Fourthly, the cross-sectional data cannot rule out several alternative explanations for the observed associations. The reported paths, while theoretically derived and tested within an established framework, indicate significant associations rather than confirmed causal effects. The relationship between bitterness and perceived usefulness of TCM can be strengthened through alternative interpretations. While commonsense suggests that individuals make choices based on pre-existing preferences, extensive social psychology literature indicates that choices can, in fact, shape preferences. Preferences at least partially guide choices, but this relationship is bidirectional: choices themselves can feedback and modify preferences (48). According to cognitive dissonance theory, when individuals make a choice between two options, they reduce dissonance by adjusting their evaluation of the selected option, ultimately forming new preferences. For individuals who appreciate TCM culture and understand its core principles, bitterness can be rationalized and redefined as a salient indicator of therapeutic efficacy, constituting an alternative cognitive mechanism underlying bitterness perception (49). In families with a longstanding history of TCM use, a shared cultural identification with TCM—encompassing collective acceptance of its core principles and practices—gradually develops among family members (50). This shared cultural background provides multi-level cognitive support when individuals encounter specific experiences, such as the bitterness of TCM herbs.

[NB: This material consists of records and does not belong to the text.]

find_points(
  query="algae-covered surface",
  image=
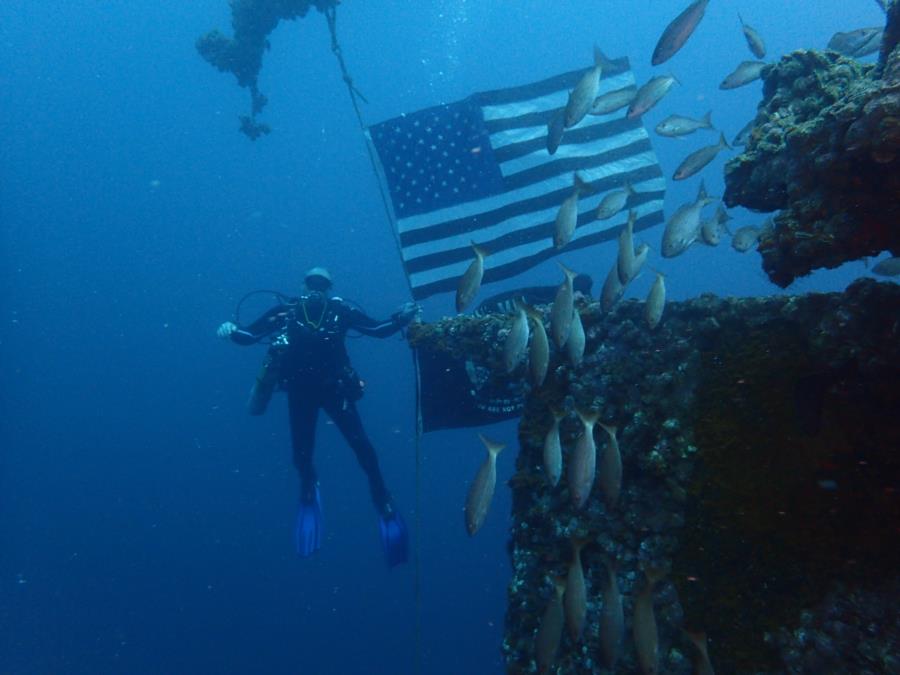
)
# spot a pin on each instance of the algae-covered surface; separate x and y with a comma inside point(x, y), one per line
point(758, 440)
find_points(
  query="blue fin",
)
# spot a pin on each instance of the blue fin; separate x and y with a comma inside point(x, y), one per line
point(308, 528)
point(394, 538)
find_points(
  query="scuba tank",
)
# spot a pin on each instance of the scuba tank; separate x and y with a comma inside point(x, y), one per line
point(267, 378)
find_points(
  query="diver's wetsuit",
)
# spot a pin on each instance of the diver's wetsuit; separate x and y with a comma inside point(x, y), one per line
point(316, 373)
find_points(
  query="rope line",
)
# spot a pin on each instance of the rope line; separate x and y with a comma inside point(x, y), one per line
point(356, 96)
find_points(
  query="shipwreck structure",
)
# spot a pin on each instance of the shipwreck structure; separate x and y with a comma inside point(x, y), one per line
point(759, 445)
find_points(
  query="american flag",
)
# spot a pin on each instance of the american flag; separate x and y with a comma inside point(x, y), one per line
point(479, 170)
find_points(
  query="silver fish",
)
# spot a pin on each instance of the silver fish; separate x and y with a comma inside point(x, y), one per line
point(683, 228)
point(481, 493)
point(677, 32)
point(650, 94)
point(646, 638)
point(556, 127)
point(567, 216)
point(553, 449)
point(656, 302)
point(611, 469)
point(612, 289)
point(745, 238)
point(889, 267)
point(613, 100)
point(625, 261)
point(575, 343)
point(583, 463)
point(562, 309)
point(582, 96)
point(743, 136)
point(745, 73)
point(516, 341)
point(575, 599)
point(698, 159)
point(702, 664)
point(612, 619)
point(711, 230)
point(549, 634)
point(754, 40)
point(679, 125)
point(539, 352)
point(470, 281)
point(614, 201)
point(857, 43)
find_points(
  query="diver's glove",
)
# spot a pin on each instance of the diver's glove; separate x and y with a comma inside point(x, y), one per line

At last, this study examines respondents’ intention to use TCM by self-reporting behavior intention. There may be differences between actual behavior and behavioral intention. Future research can provide more substantial evidence by follow-up questionnaire about the actual TCM using behavior.
Conclusion
5
This study reveals double-edged effects that TCM bitterness perception simultaneously activates competing cognitive evaluations—enhancing perceived TCM usefulness while amplifying perceived TCM uncertainty. These opposing pathways create countervailing indirect effects on intention to use TCM, with perceived TCM usefulness exerting a positive motivational force and perceived TCM uncertainty generating behavioral hesitation. Crucially, TCM cultural identity emerges as a pivotal moderating variable that differentially moderating these mediation channels: it strengthens the bitterness-usefulness association while attenuating the bitterness-uncertainty linkage, thereby resolving the paradox through cultural-cognitive filtering. The adapted SOR framework demonstrates robust explanatory power in modeling this sensory-behavioral duality, positioning bitterness perception not merely as a phytochemical signal but as a culturally embedded decision heuristic that interacts with medical epistemology to shape therapeutic choices.